Dec 31, 2014

Malaysia’s Flood Disaster: Assessing the impact

  • Floods in eastern Peninsular states have hit critical level
  • Restoration to be costly, PLCs not materially affected
  • No change in our stock, sector or market views/calls
    What’s New

    210,116 people have been displaced in Kelantan, Terengganu, Pahang, Perak and Johor as at 9pm yesterday (29 Dec), in one of the worst floods to hit the country in decades.

    The north-eastern state of Kelantan has been the worst hit with the number of people displaced making up 70% of the total, followed by Terengganu/Pahang at 14.9%/11.5%. Land access is limited as waters submerge many of the main roads.

    The government has pledged an extra MYR500m to help victims, on top of an initial MYR50m allocation. The first BRIM payment for 2015 will be brought forward to 15 January from end-January.

    What’s Our View

    A quick scan revealed that PLCs under our coverage should not be materially affected by the floods.
    - No auto assemblers/producers, glove producers or oil & gas fabricators under our coverage have plants, factories nor yards located in Kelantan and Terengganu.
     - For the palm oil sector, 2.7%/3.2% of total planted areas in 2013 and 1.5%/2.5% of CPO production in 11M 2014 come from Kelantan/Terengganu; any impact of the floods will be small. For the PLCs under our coverage, FGV’s (HOLD) total estates affected by the floods is 6.3% (see details overleaf). The other PLCs do not have exposure in these two states except for THPlant (<6% of total landbank; HOLD), KLK (<4%; HOLD) and Boustead Plant (<3%; BUY). For PLCs not under coverage, TDM has 74% of its (2013) total planted oil palm area in Terengganu.
      - Tenaga’s (BUY) electricity sales in Kelantan, Terengganu and Pahang account for less than 10% of its total sales. Every 10% impact on sales in these three states for a 10-day block lowers revenue by MYR118m or 1.1% on FY8/15 net profit. Its assets are mostly insured since floods are an annual recurrence.
     -  Banks and the consumer-retailers will see some economic loss as the floods have disrupted operations, and banks will defer loan instalments for the flood victims.

    On a broader scale, the reconstruction of homes, restoration of public infrastructure like hospitals, schools, roads and bridges, and cash handouts to victims, could range anywhere from MYR500m to >MYR1b, we estimate, depending on the severity of the damage which is only accessible after the floods subside. Small, unlisted contractors are likely to take on the reconstruction works.

    Impact on FGV. Total assets affected by the floods is 6.34% or 23,730 ha. As at 29 Dec, the opportunity loss of FGV’s FFB production is estimated to be 11k tonnes, or 0.2% of the forecasted annual production. The estimated flood damages (including repair costs) and opportunity losses due to the floods is MYR21m as at 29 Dec, or 4% of our FY15 net profit forecast of MYR527m. We maintain our earnings forecasts and HOLD call.

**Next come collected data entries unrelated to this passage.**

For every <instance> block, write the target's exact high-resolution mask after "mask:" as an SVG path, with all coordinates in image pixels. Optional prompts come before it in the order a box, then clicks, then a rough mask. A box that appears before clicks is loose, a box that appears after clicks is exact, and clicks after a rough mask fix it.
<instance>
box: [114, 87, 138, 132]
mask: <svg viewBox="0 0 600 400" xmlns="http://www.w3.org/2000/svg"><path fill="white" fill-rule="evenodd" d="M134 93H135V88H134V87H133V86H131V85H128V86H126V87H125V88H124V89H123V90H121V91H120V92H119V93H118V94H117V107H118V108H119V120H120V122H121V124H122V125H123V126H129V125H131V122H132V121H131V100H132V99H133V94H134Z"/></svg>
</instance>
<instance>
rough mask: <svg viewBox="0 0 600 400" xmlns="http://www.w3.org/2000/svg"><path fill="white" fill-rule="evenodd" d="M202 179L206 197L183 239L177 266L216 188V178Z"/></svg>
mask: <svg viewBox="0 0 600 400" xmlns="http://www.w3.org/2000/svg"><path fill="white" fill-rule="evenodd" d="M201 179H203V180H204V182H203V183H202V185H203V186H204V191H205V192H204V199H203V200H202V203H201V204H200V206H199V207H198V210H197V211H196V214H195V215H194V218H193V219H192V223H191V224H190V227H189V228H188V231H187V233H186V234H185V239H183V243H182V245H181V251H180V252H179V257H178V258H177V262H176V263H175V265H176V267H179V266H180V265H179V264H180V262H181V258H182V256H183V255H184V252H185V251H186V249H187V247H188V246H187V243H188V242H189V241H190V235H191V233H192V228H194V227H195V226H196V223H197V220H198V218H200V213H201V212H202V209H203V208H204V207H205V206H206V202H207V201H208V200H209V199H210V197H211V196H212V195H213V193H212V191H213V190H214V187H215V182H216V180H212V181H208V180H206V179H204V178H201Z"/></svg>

     Auto production / assembly plants location in Malaysia:Auto production assembly plants location in Malaysia 
    Impact on Tenaga. The combined electricity sales at Kelantan, Terengganu and Pahang account for less than 10% of Tenaga’s total sales, we understand. Every 10% impact on sales in these three states for a 10-day block will lower revenue by MYR118m, we estimate. This would impact our FY8/15 net profit forecast by 1.1%. Elsewhere, its assets are mostly insured since floods are almost an annual recurrence. We maintain our earnings forecasts and BUY call.